La grande notizia è Justin K. © LAPRESSE
Giancarlo Dotto
3 min

La grande notizia? I venti minuti di Justin Kluivert. Talento puro e rabbia. Farà straparlare di sé. Entra e sconvolge la Roma, fin lì piatta e macchinosa. Il raid stile Fantomas a tutto campo e il sofisticatissimo colpo con cui a fine partita evoca la magnificenza al volo di Dzeko sono i tre punti ma è anche l’autorizzazione che i tifosi aspettavano a cuore spalancato per riavviare la macchina dei sogni. Pastore la cattiva notizia. Un pianto. Pastore uguale patire. Ondeggia tra calligrafia ed evanescenza. Non gli manca la volontà, gli manca di diventare corpo nello spazio. Per ora è solo corpo nello strazio. L’esatto contrario di Nainggolan. Fisicamente surclassato, perde palloni su palloni. E quando gli arriva l’occasione monumentale a metà ripresa, impossibile sbagliare, lui esita, là dove il selvaggio Radja non avrebbe esitato.

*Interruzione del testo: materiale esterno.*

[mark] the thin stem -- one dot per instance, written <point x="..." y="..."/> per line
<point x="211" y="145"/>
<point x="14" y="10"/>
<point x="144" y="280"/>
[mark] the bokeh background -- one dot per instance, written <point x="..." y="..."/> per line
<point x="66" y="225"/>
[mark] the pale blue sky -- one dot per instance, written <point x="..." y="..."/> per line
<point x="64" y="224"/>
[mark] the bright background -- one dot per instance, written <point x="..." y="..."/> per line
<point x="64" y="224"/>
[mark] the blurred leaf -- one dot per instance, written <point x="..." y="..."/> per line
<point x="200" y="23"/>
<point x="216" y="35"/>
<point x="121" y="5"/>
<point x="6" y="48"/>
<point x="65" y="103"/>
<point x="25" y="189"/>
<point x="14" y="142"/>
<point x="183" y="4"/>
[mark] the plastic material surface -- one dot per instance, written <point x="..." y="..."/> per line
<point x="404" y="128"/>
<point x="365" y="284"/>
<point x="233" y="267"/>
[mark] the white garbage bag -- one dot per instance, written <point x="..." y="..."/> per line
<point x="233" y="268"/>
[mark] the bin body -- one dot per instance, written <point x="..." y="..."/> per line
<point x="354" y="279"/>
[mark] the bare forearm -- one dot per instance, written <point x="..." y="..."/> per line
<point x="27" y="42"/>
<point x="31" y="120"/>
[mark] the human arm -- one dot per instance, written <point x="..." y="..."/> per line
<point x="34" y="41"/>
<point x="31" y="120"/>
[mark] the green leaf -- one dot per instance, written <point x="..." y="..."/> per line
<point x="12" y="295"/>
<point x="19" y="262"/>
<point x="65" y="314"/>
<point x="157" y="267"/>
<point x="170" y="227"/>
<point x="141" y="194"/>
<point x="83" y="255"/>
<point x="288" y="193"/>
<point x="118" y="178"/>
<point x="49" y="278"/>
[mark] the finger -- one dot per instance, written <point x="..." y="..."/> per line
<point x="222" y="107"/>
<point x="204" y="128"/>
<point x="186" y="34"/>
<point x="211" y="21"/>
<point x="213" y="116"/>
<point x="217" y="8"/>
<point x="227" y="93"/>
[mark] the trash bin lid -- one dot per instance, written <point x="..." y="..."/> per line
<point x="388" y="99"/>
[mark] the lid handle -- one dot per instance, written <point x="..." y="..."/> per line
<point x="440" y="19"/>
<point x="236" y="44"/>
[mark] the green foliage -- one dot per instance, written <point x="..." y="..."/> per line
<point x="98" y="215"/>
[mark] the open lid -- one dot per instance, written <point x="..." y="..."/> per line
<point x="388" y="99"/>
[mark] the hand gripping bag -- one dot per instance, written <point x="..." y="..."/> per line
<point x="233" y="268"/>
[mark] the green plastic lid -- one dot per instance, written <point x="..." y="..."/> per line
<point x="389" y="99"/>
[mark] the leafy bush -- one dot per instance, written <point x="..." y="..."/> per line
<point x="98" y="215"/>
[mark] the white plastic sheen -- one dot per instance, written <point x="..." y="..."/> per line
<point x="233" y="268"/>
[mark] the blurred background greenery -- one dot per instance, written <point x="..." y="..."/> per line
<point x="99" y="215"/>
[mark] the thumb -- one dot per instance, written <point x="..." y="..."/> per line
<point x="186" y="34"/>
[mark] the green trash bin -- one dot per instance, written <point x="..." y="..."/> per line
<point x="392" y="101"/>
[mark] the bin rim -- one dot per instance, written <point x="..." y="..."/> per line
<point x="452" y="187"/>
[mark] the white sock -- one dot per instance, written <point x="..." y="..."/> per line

Questo per dire e disdire della nuova Roma vista a Torino (rivedibile Olsen, incollato tra i pali come fosse chiodato e suicida in un quasi autogol, poi qualche discreto intervento, non giudicabile Cristante). L’apparizione di Kluivert ribalta non solo il risultato, ma anche certe funeste, incalzanti fantasie su cosa sia la rivoltata Roma di Monchi e di Eusebio. Un calpestabile guscio di noce o una Potemkin satura di chili e di centimetri? Che sogni nel cassetto, feste ubriacanti o vecchi calzini?

Non bastano i tre punti di Torino per saperlo. Eusebio per primo, alla vigilia, aveva onestamente confessato l’eleganza del dubbio contro la banalità della certezza. Giusto, solo le stelle e i pesci rossi non dubitano. Nel dubbio, Eusebio sceglie la banalità. Quello che sa. Vecchia guardia più Pastore in mezzo e Olsen in porta. Ma non funziona. Primo tempo tra botte di noia e botte di calore. La Roma fa possesso, ma la palla si muove lenta e scolastica. Mancano le smanie. Manca l’invenzione. Il talento che strappa il copione. Manca Justin Kluivert.

Contro un Toro niente di che, più che dai limiti suoi penalizzato da quelli del suo allenatore. L’unico schema, tutti dietro e lancio lungo su Belotti. Quando si accorgono, a inizio secondo tempo, che la Roma non c’è, se ne fregano del suo tremebondo in panchina e si fanno sotto. La Var decifra quei pochi centimetri, nel gol di Iago Falque, che avrebbero precipitato De Rossi e compagni. Ci vuole coraggio. Il coraggio di cambiare.

Il coraggio di credere nel talento. Ci vuole e ci vorrà sempre, più che mai, Justin Kluivert. Lo vogliono i tifosi, lo vuole la squadra, lo vuole, fortissimamente, Dzeko.